3      Denize, above n 2, at [34]–[36].

[42]      The defendant is currently engaged in proceedings in the District Court that involve claims the subject of the statutory demands. The total of the defendant’s claims, counter claims and set-offs in the District Court exceeds the amount of the statutory demands.

[43]      The defendant has provided detailed evidence setting out with specificity the grounds on which it considers the statutory demands are invalid and that it has counterclaims or set offs that exceed the amount sought in those demands.

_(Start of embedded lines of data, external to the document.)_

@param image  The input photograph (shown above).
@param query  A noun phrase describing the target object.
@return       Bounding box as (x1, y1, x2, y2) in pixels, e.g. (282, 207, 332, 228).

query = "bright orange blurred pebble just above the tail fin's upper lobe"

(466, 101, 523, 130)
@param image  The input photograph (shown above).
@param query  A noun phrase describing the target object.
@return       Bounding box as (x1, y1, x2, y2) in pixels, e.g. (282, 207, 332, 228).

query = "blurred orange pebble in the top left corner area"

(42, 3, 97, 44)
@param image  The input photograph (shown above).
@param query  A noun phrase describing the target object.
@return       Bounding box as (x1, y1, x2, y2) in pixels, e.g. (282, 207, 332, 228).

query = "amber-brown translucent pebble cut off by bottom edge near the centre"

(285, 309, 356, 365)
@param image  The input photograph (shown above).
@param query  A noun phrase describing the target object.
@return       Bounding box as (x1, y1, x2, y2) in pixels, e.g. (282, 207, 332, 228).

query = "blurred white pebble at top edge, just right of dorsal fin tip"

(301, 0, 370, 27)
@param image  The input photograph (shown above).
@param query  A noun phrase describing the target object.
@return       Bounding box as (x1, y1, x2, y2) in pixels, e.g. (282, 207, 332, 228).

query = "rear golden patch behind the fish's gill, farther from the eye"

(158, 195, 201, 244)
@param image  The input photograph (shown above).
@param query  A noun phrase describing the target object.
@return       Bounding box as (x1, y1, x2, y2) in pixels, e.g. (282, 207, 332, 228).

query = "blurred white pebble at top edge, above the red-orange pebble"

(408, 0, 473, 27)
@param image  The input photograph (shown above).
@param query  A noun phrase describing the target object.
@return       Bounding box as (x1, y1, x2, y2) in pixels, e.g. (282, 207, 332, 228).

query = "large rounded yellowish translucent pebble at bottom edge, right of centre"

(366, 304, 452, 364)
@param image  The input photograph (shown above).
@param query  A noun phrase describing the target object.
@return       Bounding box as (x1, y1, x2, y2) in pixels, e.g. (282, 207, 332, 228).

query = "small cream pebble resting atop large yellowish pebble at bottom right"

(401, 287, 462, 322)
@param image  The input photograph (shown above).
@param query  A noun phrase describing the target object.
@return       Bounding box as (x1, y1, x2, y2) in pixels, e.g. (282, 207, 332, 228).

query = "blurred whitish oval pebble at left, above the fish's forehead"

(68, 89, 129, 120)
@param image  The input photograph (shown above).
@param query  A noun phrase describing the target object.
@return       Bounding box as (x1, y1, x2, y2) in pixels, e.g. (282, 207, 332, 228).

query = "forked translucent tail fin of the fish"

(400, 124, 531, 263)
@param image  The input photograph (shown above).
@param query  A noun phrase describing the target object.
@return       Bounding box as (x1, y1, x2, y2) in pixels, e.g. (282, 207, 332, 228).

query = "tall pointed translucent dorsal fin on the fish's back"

[44]      Accordingly, a miscarriage of justice would occur should the plaintiff be permitted to continue to seek liquidation on the basis of statutory demands the defendant never saw.

[45]I find that:

(a)technical compliance with s 387(1)(c) of the Act was achieved by service of the statutory demands at the defendant’s registered office;

(b)notwithstanding that technical compliance, I find that service should not stand due to a miscarriage of justice, because the defendant never received copies of the statutory demands before they expired and so was deprived the opportunity to challenge them. I consider that the defendant has arguable defences to all amounts claimed in the statutory demands that should be determined.

That is sufficient to dispose of this application.

Discretion

[46]      For completeness I now turn to consider whether, if service should stand, would I have exercised my discretion not to liquidate the defendant.

[47]      The Court retains an unfettered discretion whether or not to appoint a liquidator, even if it is satisfied that one of the grounds in s 241(4) of the Companies

Act 1993 have been established. Liquidation orders are not appropriate where they are founded on debts which are genuinely disputed.4

[48]      While a failure to respond to a statutory demand gives rise to a presumption of insolvency, the Court may still consider at the liquidation stage whether grounds are established which would have justified setting aside the statutory demand.5

[49]      Had I been required to do so, I would not have made an order liquidating the defendant. The debts the subject of the statutory demands are clearly and genuinely disputed by the defendant.

[50]      This is not a case where the defendant comes to Court alleging without support that there is a dispute which is yet to be explained or determined. Ms Kang’s detailed evidence raises a strong prima facie case that the debts are genuinely disputed. Each statutory demand is responded to fully, and in detail and without prevarication.

[51]      I consider that the statutory demands are bona fide disputed. They were not effectively served.

[52]      In all the circumstances I would not have been prepared to liquidate the company, relying on my discretion not to do so.

Orders

[53]The plaintiff’s application liquidation is dismissed.

[54]The defendant company is entitled to costs.

[55]      Ordinarily these costs would be at scale 2B. The defendant company has indicated an intention to seek costs higher than scale. I invite the parties to confer regarding costs.


4      Nemesis Holdings Ltd v North Harbour Industrial Holdings Ltd (1989) 1 PRNZ 379 (HC).

5      Heron’s Flight Ltd v NZ Properties International Ltd [2012] 1 NZLR 424.

[56]      If they are unable to agree costs, then they are to file sequential memoranda as to costs of not more than five pages, with the plaintiff filing its memoranda as to costs five working days after receipt of the defendant’s memorandum as to costs.

[57]Costs will be determined on the papers.